Posts Tagged ‘Orkney Islands’

Archaeologists Find 4,000 year old Stone Sculptures in Orkney

December 14, 2019

A non-political story now, which fascinates me as an archaeologist. Tuesday’s edition of the I carried a story by Chris Green that archaeologists in Orkney had uncovered a number of roughly humanlike sculptures. The article ran

Nine human-like stone sculptures believed to be more than 4,000 years old have been discovered during the construction of a new electricity substation in Orkney.

Archaeologists working at the site near Finstown said that each of the “amazing” carvings, which are 50 cm tall, appeared to have shoulders, neck and what looks like a head.

While similar sculptures have been found in the area before, the discovery of so many in one place is unprecedented and may help shine a light on the prehistory of the islands.

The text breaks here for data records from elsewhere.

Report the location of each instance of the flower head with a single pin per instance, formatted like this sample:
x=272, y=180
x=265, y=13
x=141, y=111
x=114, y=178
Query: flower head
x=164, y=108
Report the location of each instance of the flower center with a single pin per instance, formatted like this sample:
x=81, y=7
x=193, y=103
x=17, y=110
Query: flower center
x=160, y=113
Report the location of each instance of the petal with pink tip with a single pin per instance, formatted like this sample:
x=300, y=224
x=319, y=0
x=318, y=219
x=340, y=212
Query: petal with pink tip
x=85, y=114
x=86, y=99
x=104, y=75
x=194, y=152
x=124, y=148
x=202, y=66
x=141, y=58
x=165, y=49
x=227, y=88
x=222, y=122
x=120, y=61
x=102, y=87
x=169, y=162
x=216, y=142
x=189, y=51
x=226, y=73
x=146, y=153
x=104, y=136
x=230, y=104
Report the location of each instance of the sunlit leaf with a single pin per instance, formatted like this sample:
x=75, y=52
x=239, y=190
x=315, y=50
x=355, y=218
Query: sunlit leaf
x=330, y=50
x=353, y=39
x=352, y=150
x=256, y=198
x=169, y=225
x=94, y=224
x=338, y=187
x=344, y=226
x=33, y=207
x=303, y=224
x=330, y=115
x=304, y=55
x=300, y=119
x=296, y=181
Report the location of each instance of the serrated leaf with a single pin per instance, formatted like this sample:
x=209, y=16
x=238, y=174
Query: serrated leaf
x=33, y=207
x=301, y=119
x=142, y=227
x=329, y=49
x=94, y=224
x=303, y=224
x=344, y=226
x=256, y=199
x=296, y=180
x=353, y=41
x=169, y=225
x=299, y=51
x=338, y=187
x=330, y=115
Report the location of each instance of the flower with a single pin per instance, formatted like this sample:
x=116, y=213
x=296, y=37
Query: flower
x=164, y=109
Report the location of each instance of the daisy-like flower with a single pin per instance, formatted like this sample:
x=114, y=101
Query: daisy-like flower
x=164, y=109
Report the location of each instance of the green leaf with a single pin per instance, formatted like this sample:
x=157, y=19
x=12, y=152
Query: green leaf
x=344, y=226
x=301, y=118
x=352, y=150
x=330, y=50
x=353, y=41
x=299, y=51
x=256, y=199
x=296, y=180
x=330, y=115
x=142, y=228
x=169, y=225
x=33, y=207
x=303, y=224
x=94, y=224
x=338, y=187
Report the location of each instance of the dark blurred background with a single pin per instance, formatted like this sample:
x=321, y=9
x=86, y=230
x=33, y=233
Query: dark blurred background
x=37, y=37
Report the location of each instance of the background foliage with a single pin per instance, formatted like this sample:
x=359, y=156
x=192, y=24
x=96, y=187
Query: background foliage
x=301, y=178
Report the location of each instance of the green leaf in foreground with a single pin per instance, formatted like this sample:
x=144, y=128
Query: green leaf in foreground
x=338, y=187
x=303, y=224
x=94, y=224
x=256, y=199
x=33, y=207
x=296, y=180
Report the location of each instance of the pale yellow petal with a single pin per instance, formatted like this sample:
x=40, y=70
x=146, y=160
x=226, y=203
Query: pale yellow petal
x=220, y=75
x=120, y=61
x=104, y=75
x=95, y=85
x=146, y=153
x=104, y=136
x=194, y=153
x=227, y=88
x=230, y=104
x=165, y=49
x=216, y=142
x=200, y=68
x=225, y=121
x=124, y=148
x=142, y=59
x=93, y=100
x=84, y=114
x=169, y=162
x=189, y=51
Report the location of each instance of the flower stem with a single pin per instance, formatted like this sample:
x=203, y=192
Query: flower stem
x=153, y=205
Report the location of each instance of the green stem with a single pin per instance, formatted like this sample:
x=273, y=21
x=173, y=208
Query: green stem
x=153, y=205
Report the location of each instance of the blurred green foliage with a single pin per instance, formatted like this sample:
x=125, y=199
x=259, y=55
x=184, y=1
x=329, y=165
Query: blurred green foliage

Sean Bell, of Orca Archaeology, which made the discovery, said that whoever made the figures used a technique known as “pecking”, involving chipping away flakes of stone with a pointed tool. 

There have been suggestions that during the Neolithic and Bronze Age Orkney was an important religious centre for the British Isles. The discovery of these sculptures may reinforce this, as they could be representations of the gods or ancestors.

The sculptures themselves are quite rough, almost abstract in their depiction of the human body. Here’s my drawing of what they look like. The photograph in the paper is too small really to be reproduced.

Still, no matter how crude they look to our eyes, they are an important find for researchers of ancient art, and an important landmark in its development in the British Isles.